Engine Layer
The engine is the central orchestrator. It owns the request lifecycle, drives the scheduler, dispatches work to the executor, and coordinates the iterative generation loop. Two layers exist: the EngineCore (compute-side) and the front-end (LLMEngine / AsyncLLM), connected via IPC.
Architecture: Two-Process Split
Front End vs. Engine Core
In production, vLLM separates the HTTP/user-facing front end from the GPU-facing engine core into distinct processes. This prevents Python GIL contention and lets the engine loop run uninterrupted.
┌──────────────────────────────────┐ IPC (msgspec over socket)
│ FRONT-END PROCESS │◄──────────────────────────────►
│ LLMEngine / AsyncLLM │
│ ├─ InputProcessor │ ┌──────────────────────────┐
│ ├─ OutputProcessor │ │ ENGINE-CORE PROCESS │
│ └─ EngineCoreClient (proxy) │ │ EngineCore │
└──────────────────────────────────┘ │ ├─ Scheduler │
│ ├─ KVCacheManager │
│ └─ Executor → Workers │
└──────────────────────────┘
Single-process fallback: both sides run in one process (debugging/testing)

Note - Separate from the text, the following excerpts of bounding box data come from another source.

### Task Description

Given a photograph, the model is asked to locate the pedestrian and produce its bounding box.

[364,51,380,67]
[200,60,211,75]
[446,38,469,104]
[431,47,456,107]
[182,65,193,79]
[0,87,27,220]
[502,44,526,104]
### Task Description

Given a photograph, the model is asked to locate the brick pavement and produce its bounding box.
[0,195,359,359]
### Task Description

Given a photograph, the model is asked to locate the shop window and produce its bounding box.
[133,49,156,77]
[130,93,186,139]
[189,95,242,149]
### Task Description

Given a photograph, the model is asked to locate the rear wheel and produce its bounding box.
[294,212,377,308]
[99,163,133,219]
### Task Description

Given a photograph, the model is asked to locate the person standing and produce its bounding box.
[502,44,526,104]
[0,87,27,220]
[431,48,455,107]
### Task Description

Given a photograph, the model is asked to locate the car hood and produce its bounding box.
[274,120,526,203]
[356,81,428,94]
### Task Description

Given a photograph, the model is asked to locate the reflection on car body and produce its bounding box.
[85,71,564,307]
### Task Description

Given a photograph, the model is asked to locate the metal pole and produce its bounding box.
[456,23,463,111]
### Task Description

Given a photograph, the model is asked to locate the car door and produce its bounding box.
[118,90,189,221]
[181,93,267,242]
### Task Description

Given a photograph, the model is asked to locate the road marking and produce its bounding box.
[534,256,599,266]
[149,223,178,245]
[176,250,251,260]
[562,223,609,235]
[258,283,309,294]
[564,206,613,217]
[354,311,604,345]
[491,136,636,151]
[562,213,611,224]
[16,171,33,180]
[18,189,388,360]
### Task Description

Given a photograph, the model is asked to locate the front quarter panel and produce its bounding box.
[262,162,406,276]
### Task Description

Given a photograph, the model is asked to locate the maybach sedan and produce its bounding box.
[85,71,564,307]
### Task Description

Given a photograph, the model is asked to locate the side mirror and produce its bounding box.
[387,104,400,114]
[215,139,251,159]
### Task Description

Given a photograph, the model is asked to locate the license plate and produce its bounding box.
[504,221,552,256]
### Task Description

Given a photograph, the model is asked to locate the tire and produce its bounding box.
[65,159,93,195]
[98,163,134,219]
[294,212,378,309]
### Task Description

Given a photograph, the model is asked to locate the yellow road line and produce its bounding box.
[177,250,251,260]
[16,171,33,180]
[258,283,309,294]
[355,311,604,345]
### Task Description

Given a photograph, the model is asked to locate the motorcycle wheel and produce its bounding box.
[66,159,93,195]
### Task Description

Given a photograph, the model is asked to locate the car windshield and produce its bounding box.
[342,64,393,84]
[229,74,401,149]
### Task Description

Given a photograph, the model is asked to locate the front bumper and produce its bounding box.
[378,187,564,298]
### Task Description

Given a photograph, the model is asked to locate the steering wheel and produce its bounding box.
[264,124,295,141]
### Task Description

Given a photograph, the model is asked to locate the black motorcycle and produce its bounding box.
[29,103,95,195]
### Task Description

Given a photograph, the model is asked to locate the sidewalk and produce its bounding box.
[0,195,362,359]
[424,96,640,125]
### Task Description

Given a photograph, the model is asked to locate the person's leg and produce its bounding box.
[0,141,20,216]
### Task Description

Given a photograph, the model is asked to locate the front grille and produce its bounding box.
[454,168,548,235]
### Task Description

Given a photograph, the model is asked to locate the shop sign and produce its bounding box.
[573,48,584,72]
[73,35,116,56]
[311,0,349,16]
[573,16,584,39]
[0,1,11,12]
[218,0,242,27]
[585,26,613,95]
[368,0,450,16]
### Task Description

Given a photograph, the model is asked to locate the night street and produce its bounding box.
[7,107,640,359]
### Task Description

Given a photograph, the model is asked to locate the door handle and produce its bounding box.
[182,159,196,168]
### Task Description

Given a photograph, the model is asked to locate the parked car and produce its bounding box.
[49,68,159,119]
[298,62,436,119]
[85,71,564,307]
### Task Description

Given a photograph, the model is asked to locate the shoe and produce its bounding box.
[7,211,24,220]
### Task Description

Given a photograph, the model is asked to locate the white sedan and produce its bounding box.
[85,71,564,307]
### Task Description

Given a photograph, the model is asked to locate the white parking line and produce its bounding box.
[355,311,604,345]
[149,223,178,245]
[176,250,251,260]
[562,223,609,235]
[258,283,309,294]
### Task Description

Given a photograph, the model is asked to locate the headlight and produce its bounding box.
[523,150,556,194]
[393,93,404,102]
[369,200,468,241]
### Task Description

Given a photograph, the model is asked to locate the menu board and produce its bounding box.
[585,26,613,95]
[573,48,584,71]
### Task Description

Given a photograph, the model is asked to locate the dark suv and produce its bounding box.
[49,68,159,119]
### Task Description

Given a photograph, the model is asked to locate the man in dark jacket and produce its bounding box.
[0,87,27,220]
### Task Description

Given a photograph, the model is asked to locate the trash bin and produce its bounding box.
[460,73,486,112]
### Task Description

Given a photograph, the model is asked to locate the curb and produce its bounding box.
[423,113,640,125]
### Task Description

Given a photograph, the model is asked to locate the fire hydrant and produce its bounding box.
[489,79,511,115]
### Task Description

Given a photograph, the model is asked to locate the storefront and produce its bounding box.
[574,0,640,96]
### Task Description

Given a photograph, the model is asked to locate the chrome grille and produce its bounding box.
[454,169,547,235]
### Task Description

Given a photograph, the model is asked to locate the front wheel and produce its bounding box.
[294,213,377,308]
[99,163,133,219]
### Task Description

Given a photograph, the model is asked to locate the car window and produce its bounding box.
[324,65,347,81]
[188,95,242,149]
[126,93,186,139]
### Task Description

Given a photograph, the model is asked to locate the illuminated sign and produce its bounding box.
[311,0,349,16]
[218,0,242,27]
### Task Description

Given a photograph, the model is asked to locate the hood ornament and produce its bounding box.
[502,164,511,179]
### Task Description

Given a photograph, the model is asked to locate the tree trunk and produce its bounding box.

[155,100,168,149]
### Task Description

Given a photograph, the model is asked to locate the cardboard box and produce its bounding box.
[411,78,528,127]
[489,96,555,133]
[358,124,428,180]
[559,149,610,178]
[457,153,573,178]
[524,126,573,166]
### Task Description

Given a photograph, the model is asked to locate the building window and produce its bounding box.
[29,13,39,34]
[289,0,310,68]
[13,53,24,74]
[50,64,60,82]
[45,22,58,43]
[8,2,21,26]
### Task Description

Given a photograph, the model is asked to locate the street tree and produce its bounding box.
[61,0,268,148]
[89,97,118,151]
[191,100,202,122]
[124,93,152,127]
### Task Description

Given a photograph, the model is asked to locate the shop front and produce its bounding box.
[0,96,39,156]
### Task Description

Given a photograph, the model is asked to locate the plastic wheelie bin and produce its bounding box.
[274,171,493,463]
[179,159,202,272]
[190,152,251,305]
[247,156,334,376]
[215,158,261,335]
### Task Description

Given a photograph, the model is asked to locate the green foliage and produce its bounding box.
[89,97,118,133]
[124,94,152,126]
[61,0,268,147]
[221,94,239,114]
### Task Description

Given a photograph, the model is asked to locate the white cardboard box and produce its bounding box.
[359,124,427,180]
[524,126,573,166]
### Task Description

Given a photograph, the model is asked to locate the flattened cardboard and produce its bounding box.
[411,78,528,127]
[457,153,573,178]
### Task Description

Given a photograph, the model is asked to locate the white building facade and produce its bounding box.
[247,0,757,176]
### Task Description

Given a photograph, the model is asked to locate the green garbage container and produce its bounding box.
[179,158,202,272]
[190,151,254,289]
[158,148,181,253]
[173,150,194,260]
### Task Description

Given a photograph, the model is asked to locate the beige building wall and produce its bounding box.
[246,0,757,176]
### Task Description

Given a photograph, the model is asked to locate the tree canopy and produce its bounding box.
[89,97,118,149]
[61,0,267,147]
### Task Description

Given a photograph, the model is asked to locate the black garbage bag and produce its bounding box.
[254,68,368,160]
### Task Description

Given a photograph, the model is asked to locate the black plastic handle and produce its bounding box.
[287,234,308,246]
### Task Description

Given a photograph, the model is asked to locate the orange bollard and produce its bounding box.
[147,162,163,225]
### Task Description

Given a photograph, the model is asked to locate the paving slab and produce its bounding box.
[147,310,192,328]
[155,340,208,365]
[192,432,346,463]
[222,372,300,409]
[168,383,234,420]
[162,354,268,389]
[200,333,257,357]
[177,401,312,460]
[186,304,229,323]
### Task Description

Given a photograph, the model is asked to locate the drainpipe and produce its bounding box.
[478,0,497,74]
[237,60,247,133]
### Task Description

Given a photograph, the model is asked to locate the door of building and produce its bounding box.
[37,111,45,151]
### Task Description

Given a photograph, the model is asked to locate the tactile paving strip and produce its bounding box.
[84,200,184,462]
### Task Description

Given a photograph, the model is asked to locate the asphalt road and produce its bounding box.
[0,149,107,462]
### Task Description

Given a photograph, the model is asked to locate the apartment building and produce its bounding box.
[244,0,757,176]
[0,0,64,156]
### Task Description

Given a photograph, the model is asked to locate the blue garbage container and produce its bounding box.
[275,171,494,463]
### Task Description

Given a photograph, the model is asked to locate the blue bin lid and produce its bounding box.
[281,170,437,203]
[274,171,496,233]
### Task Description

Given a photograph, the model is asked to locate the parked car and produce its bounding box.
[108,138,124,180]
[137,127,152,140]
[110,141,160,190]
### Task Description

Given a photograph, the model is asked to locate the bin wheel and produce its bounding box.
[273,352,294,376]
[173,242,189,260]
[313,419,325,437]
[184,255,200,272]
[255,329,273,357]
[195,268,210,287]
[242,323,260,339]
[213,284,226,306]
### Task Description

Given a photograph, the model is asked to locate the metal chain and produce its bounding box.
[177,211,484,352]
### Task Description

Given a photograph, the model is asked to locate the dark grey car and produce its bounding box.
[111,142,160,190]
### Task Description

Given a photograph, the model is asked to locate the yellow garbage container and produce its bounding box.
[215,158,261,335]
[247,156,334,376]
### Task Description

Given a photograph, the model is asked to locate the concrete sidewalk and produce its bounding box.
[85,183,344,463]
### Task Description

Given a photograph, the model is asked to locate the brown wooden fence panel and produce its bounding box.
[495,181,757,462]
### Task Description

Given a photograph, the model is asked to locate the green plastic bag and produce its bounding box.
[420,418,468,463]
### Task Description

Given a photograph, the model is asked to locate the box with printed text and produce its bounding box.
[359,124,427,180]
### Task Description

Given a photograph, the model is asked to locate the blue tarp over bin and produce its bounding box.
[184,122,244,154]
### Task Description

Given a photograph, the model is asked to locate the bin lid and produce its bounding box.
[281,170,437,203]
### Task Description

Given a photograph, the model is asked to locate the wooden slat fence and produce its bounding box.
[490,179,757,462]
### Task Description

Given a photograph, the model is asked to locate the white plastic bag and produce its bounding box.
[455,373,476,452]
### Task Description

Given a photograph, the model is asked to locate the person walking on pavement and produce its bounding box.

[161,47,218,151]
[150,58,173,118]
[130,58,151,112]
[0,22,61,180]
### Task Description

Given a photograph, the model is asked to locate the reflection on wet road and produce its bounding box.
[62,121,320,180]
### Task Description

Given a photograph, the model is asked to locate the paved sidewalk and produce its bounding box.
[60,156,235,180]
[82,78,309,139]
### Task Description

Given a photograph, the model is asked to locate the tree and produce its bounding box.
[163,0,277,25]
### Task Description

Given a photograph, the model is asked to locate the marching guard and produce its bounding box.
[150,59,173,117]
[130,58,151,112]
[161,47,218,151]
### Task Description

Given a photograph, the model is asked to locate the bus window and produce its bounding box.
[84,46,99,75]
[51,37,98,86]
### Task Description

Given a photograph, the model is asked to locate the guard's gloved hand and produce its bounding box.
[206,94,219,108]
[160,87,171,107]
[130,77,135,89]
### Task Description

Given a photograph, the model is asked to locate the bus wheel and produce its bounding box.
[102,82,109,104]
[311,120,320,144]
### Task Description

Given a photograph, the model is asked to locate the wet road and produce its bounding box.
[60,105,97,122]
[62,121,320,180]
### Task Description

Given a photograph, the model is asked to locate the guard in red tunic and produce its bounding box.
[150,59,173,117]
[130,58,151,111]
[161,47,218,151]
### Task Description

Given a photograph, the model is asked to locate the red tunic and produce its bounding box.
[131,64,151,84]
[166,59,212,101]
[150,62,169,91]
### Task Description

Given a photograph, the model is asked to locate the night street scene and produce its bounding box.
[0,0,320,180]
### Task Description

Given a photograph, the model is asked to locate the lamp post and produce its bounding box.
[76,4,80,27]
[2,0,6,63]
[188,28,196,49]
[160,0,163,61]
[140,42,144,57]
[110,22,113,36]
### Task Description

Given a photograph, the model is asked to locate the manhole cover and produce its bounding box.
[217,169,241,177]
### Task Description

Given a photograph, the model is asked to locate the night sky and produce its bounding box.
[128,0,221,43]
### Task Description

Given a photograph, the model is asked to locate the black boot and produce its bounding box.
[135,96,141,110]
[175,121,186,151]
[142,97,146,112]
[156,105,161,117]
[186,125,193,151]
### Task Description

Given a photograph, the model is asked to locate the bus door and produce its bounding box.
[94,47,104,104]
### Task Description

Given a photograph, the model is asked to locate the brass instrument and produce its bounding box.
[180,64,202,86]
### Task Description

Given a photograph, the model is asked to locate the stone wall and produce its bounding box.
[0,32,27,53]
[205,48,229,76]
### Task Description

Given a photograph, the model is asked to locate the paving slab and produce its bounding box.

Ray mode: engine core lives on Ray actors
The boundary is EngineCoreClient. On the client side it serializes EngineCoreRequest structs; on the server side EngineCore deserializes and processes them.
EngineCore
EngineCore — The Main Loop
Source: vllm/v1/engine/core.py
EngineCore is instantiated once. It holds the scheduler, executor, and KV cache config. Its step() method is the main generation loop — called repeatedly until all requests are done.
class EngineCore:
def __init__(self, vllm_config: VllmConfig, ...):
self.scheduler = Scheduler(vllm_config, ...)
self.model_executor = Executor.get_class(vllm_config)(vllm_config)
self.kv_cache_config: KVCacheConfig = self._init_kv_cache()
def add_request(self, request: EngineCoreRequest) -> None:
# Deserialize and hand to scheduler
self.scheduler.add_request(Request.from_engine_core_request(request))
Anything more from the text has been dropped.